Lack of childcare providers for CPEs

Mona Donnelly, general manager of the Bambinos Universe Early Childhood Centers in Luskville and Shawville, which are CPEs in the region, was also in attendance at the meeting. She explained the difficulties faced by these quasi-government daycares.

“The problem is not the capacity, the problem is the employees. I don’t have the manpower,” Donnelly said. “It’s unfortunate because we have the facility, we have the space to have more spots, you don’t have to do any architectural work or any changes, but we just don’t have the manpower.”

Both Donnelly and Fortin said most trained childcare workers are going into the school system due to better salaries and conditions, leaving a lack of qualified people to work in the CPEs.

Aside from improving working conditions at CPEs, Donnelly also suggested that Heritage College should be encouraged to offer an early childhood education program again to increase the number of potential recruits.

Fortin responded that he could see Heritage reoffering the program if the demand from students became apparent.
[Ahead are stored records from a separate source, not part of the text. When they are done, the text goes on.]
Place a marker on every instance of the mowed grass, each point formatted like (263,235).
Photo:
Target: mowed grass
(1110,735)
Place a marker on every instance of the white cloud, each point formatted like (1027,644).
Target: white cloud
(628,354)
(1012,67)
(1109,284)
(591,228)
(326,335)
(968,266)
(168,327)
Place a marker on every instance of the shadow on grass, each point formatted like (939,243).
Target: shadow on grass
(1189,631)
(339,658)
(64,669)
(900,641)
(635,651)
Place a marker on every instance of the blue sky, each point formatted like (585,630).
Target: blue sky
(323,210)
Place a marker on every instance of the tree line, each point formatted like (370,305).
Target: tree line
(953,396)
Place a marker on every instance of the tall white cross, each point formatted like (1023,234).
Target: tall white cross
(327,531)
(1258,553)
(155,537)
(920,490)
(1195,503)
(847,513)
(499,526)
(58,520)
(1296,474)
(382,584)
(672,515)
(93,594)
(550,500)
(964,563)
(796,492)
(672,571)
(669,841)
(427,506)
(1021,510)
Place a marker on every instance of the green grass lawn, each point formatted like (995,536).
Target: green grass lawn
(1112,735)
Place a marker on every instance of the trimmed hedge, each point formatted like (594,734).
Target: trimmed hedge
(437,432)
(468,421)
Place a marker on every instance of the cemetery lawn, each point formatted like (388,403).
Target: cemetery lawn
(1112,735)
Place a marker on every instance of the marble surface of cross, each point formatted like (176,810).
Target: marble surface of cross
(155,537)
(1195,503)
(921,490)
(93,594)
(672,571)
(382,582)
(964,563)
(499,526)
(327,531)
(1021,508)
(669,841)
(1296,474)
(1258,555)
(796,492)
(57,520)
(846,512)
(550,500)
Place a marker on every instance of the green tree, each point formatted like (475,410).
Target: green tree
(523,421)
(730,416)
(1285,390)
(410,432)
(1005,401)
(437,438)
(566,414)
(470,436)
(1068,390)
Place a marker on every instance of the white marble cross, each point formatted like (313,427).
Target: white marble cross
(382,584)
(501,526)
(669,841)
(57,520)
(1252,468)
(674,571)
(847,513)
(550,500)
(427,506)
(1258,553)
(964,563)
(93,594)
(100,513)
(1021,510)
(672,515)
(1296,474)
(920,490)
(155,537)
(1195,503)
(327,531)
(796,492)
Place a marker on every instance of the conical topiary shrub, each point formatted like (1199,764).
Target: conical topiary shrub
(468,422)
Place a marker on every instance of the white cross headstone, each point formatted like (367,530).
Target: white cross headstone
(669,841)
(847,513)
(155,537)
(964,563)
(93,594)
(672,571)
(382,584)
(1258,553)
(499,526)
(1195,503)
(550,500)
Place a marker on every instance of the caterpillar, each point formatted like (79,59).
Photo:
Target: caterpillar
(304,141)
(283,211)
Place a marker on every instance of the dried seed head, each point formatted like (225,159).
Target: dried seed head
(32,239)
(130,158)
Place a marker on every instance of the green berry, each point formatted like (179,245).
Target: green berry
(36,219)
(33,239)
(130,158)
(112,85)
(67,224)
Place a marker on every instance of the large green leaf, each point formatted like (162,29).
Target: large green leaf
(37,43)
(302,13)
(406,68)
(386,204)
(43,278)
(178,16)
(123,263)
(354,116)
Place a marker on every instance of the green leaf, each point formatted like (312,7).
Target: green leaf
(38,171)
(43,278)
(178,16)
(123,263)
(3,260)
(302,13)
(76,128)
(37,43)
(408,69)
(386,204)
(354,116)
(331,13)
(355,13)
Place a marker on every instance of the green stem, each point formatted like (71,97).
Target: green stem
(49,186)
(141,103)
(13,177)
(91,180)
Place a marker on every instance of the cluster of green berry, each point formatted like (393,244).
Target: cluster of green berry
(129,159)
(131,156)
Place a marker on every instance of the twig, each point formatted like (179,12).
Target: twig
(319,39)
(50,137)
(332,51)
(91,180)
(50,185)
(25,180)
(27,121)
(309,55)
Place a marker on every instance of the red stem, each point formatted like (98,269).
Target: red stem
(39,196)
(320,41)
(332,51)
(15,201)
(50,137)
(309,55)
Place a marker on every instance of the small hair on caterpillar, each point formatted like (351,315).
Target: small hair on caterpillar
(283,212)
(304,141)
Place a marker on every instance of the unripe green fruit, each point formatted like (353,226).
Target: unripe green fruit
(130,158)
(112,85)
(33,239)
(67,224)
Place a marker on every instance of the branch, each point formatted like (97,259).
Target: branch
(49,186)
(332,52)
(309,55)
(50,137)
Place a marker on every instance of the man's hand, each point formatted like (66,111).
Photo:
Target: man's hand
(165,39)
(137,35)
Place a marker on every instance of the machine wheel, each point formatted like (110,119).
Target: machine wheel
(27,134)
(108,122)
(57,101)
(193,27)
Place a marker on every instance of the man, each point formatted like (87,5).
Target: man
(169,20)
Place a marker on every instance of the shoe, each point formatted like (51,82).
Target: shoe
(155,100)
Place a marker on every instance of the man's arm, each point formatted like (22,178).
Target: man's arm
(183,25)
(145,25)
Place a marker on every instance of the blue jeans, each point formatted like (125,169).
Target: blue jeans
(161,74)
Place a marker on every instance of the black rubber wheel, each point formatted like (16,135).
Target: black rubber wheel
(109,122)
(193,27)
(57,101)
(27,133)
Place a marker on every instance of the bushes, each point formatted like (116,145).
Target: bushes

“What we’re learning tonight is that we need to be really proactive with this,” Toller said. “Not only with figuring out where the daycares are needed but also have people who will be employed in the daycares. And I think the government would be very happy to see that we’re mobilizing ourselves, making a plan and deciding to get this course back in Heritage College because then we would have a made-in-the-Pontiac solution.”

Toller promised to host another, better-publicized meeting in the coming months in hopes of adding to the proposals coming from the MRC.